Senin, 21 Juni 2010

Nyala Api di Lembar Buku

Dari semua yang telah ditulis, aku hanya mencintai apa yang ditulis
seseorang dengan darahnya. Menulislah dengan darah—
dan aku akan dapati bahwa darah itu roh.
(Zarathustra)


Buku itu berjudul “Jalan Sunyi Seorang Penulis”, berisi semacam memoar perjalanan hidup penulisnya, Muhidin M. Dahlan. Di sampul depannya terdapat kata-kata ini, “Ingat-ingatlah kalian hai penulis-penulis belia; bila kalian memilih jalan sunyi ini maka yang kalian camkan baik-baik adalah terus membaca, terus menulis, terus bekerja, dan bersiap hidup miskin. Bila empat jalan itu kalian terima dengan lapang dada sebagai jalan hidup, niscaya kalian tak akan berpikir untuk bunuh diri secepatnya.”

Muhidin M. Dahlan benar-benar melakukan apa yang tertulis di sampul bukunya itu. Dalam dunia nyatanya sebagai seorang penulis sekaligus pecinta buku sejati, dia telah membuktikan bahwa dia memilih jalan sunyi menjadi penulis semata-mata karena keinginan untuk menulis—dan tak peduli apa kata dunia.

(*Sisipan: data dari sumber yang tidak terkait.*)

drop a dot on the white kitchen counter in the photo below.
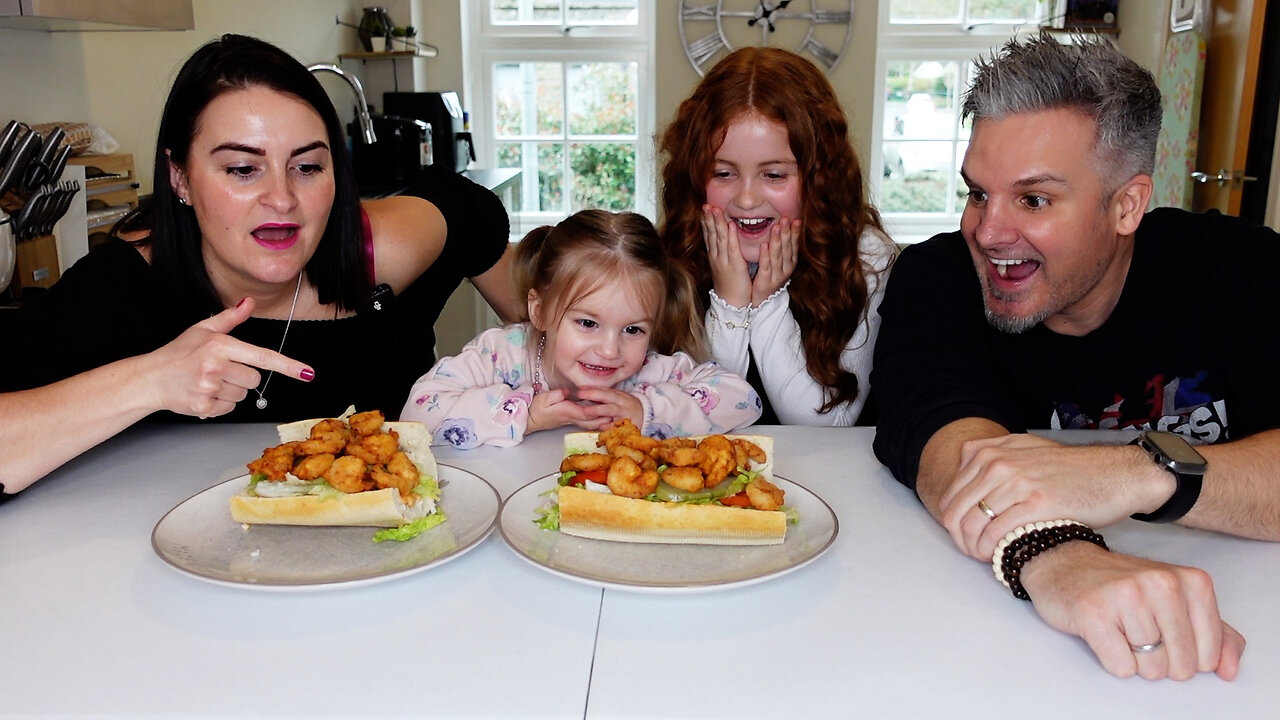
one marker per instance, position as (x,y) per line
(892,621)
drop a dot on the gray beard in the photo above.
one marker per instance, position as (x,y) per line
(1013,324)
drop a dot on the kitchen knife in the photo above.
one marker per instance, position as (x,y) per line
(14,167)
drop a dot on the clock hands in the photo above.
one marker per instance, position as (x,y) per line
(764,13)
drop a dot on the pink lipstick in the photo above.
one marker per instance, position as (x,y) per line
(275,236)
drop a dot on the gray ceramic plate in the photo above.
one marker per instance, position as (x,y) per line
(664,568)
(200,538)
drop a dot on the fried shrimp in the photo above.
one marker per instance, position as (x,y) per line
(635,455)
(274,463)
(347,474)
(748,449)
(689,479)
(312,466)
(366,423)
(763,495)
(327,436)
(677,456)
(629,479)
(718,459)
(585,463)
(618,433)
(376,449)
(401,473)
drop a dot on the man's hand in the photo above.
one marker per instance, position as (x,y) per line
(1024,478)
(1116,602)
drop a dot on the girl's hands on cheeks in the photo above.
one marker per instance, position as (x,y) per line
(205,372)
(553,409)
(609,405)
(730,277)
(777,260)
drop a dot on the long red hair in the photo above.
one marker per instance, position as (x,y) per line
(828,286)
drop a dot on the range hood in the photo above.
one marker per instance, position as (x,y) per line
(87,16)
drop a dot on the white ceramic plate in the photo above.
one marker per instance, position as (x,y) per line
(664,568)
(200,538)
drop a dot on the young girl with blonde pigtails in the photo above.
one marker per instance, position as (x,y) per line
(612,332)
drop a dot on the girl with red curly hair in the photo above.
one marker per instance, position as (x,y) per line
(764,204)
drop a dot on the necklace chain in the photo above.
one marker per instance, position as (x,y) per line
(261,400)
(538,365)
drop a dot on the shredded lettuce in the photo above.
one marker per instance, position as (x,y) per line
(411,531)
(548,518)
(428,487)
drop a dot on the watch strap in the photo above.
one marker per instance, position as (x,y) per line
(1180,502)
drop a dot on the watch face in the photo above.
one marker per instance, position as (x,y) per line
(1175,450)
(819,30)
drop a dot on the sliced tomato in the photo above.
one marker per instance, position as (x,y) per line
(594,475)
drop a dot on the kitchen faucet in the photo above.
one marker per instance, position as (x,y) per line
(366,123)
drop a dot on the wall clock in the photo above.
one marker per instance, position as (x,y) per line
(818,30)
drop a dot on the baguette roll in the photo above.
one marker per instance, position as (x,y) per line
(599,514)
(288,502)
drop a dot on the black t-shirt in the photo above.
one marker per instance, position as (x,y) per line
(1189,346)
(108,308)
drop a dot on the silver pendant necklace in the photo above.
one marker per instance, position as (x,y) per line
(538,365)
(261,401)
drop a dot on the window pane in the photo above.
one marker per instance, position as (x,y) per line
(915,10)
(913,194)
(604,176)
(1014,10)
(528,99)
(602,99)
(602,12)
(978,10)
(576,12)
(525,12)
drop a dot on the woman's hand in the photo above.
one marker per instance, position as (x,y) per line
(777,260)
(204,372)
(730,276)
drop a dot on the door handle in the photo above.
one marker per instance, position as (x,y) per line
(1224,177)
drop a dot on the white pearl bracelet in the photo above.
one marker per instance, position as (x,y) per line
(997,565)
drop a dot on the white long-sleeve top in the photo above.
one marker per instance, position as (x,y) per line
(773,337)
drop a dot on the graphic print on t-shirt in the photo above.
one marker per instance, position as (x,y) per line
(1180,405)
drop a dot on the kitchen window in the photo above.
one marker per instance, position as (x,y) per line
(562,90)
(923,64)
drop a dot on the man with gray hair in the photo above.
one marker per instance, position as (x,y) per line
(1086,311)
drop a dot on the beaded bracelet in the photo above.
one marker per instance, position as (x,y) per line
(1016,548)
(730,324)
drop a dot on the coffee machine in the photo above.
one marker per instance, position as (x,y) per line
(451,140)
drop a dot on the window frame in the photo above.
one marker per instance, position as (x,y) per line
(489,44)
(944,41)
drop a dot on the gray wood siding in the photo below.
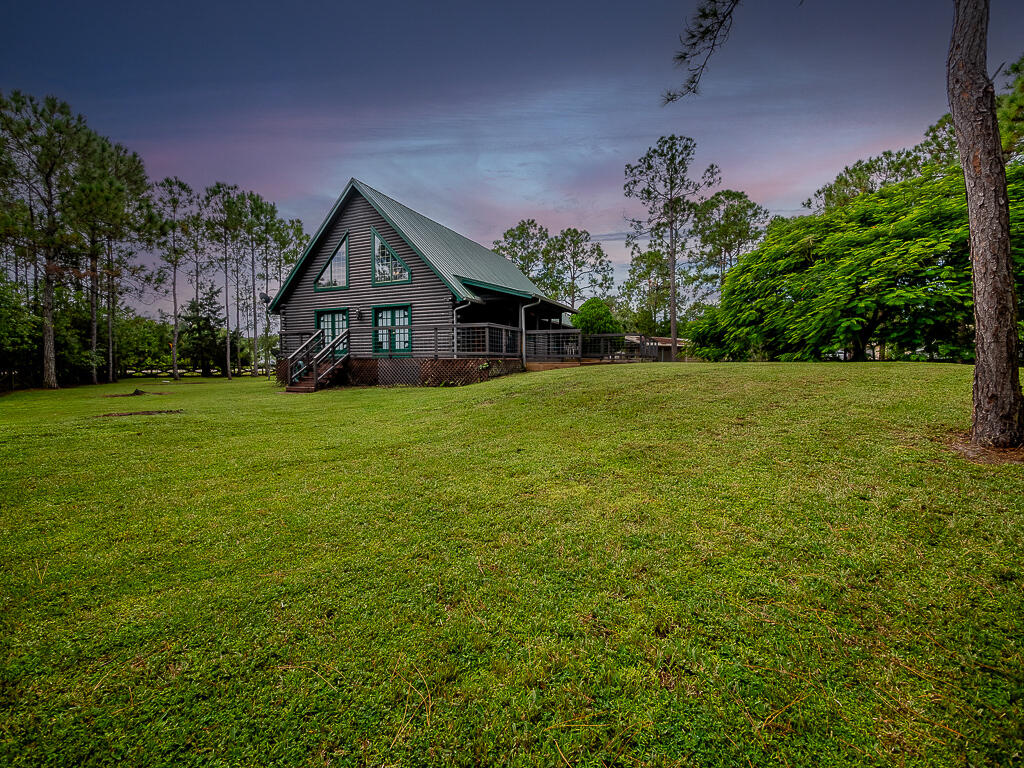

Muhidin M. Dahlan adalah seorang pembelajar ulung, dan melalui proses pembelajaran yang tak kunjung henti itulah dia menuliskan hal-hal yang perlu diungkapkannya kepada masyarakat di luar dirinya. Dia menyampaikannya melalui artikel-artikel di media massa, juga melalui buku-buku yang ditulisnya. Jika artikel-artikelnya di media massa mungkin telah mengalami sensor hingga tak terlalu ‘panas’, maka buku-bukunya bagaikan nyala api yang membakar pembacanya.

Tahun 2003, dia menulis novel berjudul “Tuhan, Ijinkan Aku Menjadi Pelacur”—berkisah tentang seorang perempuan yang merasa kecewa dengan keyakinannya, dan kemudian mengajukan “protes” terhadap Tuhan dengan jalan menjadi pelacur. Sebuah novel memoar yang ditulis dengan bagus, penuh detail, serta memberikan semacam “teguran positif” kepada para pembacanya.

Tetapi novel yang bagus itu kemudian memicu kontroversi yang luar biasa. Orang-orang yang merasa dirinya “alim” segera saja menghujat novel ini habis-habisan, bahkan menganggap si penulis adalah “orang kafir”. Tetapi penghujatan atas buku itu beserta penulisnya tak ubahnya seperti hujatan “orang beragama” terhadap teori Galileo Galilei—hujatan percuma yang hanya menunjukkan kebodohan si penghujat.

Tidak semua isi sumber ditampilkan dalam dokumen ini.